ÉDUCATION SPÉCIALE

1.  Adapt. scol. Éducation basée sur une adaptation du curriculum, de la pédagogie et des services aux besoins particuliers d’élèves en difficulté d’adaptation et d’apprentissage. Syn. éducation spécialisée. Qsyn. adaptation scolaire. VA agressivité, D. TA rééducation.

2.  Adapt. scol. (Fr.). Enseignement adapté aux enfants souffrant d’un handicap qui leur interdit une scolarité ordinaire __ FELL, M. et al. (1991).

A.  Historique. Les premiers pas de l’éducation spéciale remontent au XVIe s. alors que le moine espagnol Ponce DeLÉON (1520-1584) enseigne la communication par signes à des enfants sourds. Au XVIIIe s., grâce à Jean-Marc Gaspard ITARD (1775-1838) et son travail avec VICTOR l’enfant sauvage, on établit les bases d’une éducation spéciale. C’est d’ailleurs la France qui fournit, à cette époque, le plus d’innovateurs dans le domaine : BRAILLE, DE L’ÉPÉE, PINEL, SÉGUIN, etc. En Amérique du Nord, c’est au XIXe s. que l’éducation spéciale prend de l’importance. Les premières classes et écoles spéciales s’adressent aux sourds, aux aveugles et aux retardés mentaux. Au cours des années 1940, Alfred STRAUSS et Heinz WERNER amorcent des recherches sur les troubles d’apprentissage. Dans les années 1950-1960, aux États-Unis, Samuel KIRK, Marianne FROSTIG, Newell KEPHART et William CRUICKSHANK poursuivent des recherches dans la même veine. Des programmes tels Head Start sont mis sur pied pour intervenir de façon précoce auprès de ces enfants. Au plan légal, ce n’est qu’au début du XXe s. qu’apparaissent les premières lois sanctionnant l’éducation spéciale. Enfin, en Scandinavie, vers la fin de 1950, des parents manifestent leur mécontentement envers les classes spéciales, et on assiste au début de l’intégration des enfants en difficulté dans les classes ordinaires et à la valorisation du concept de normalisation.

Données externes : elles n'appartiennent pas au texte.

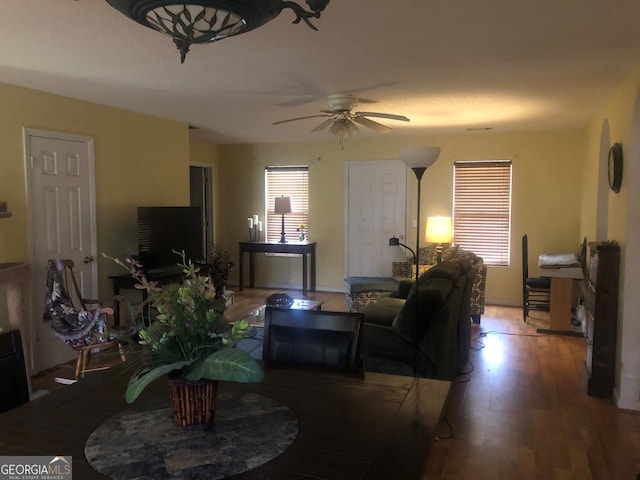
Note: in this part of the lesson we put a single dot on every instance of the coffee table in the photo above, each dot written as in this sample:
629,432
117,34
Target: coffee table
255,317
252,341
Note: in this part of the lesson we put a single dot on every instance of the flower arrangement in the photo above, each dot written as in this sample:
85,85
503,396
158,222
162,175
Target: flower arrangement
300,229
189,334
220,265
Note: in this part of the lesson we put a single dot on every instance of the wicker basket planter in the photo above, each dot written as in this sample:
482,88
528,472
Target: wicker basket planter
193,402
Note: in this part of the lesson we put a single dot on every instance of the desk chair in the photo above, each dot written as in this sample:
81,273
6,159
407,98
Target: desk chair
14,386
536,291
82,328
312,338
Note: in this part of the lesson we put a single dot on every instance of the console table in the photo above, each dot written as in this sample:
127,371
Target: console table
563,273
298,248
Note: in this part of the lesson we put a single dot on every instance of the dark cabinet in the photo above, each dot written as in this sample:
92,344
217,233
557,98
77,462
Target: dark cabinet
602,317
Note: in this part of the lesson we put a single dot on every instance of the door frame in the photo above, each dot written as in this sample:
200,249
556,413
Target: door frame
210,207
347,184
36,300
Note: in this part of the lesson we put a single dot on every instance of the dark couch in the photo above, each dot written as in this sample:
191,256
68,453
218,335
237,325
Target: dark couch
441,324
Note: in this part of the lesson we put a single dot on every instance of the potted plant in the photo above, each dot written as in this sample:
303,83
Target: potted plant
220,265
190,340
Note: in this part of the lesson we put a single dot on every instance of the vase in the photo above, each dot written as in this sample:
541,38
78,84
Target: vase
193,402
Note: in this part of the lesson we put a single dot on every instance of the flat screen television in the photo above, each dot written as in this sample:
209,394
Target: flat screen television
161,230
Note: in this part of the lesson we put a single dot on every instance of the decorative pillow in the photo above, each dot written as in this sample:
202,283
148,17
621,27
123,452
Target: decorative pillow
429,254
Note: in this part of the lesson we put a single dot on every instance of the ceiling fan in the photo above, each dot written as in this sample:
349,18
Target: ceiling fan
342,121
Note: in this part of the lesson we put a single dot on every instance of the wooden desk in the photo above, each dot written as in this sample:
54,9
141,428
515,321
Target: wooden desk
374,426
562,278
295,248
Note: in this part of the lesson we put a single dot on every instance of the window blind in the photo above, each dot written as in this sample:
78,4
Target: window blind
291,182
482,209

B.  Éducation spéciale/rééducation. Au Québec, le terme rééducation a un sens plus restreint qu’éducation spéciale. La rééducation a une connotation clinique qui se rapproche de la thérapie. Il y a au départ une relation thérapeutique avec l’enfant même si le médium est pédagogique. Dans les pays francophones d’Europe, ces deux termes sont considérés comme synonymes.

C.  Suisse. Les enfants qui suivent difficilement le programme scolaire régulier reçoivent un enseignement spécial ou fréquentent des classes spéciales; les enfants physiquement ou mentalement handicapés sont placés dans des classes ou des institutions spécialisées. Le placement se fait en général sur le conseil du psychologue ou du médecin de l’école, par les autorités locales (commission scolaire, inspecteur d’école) d’entente avec les parents. Les programmes et les méthodes des classes spéciales, qui en général font partie de l’école publique régulière, sont adaptés aux capacités intellectuelles et physiques des élèves. On étudie actuellement les possibilités et les limites de l’intégration dans l’école régulière des enfants souffrant de difficultés d’apprentissage. La tendance de ne pas isoler l’enfant handicapé de ses camarades du même âge provient de nouvelles connaissances pédagogiques; c’est aussi une conséquence de la forte diminution des effectifs des classes primaires. Les problèmes que rencontre l’adolescent handicapé lors de son entrée dans la vie pratique et dans le monde du travail ne sont que partiellement résolus. Toutefois l’école seule ne pourra en venir à bout. La participation de la société, en particulier de l’industrie, est absolument nécessaire. Les cantons obtiennent une aide de la Confédération dans le cadre de l’assurance invalidité pour soutenir les efforts qu’ils consentent en matière de scolarité spécialisée __ EGGER, E. (1984).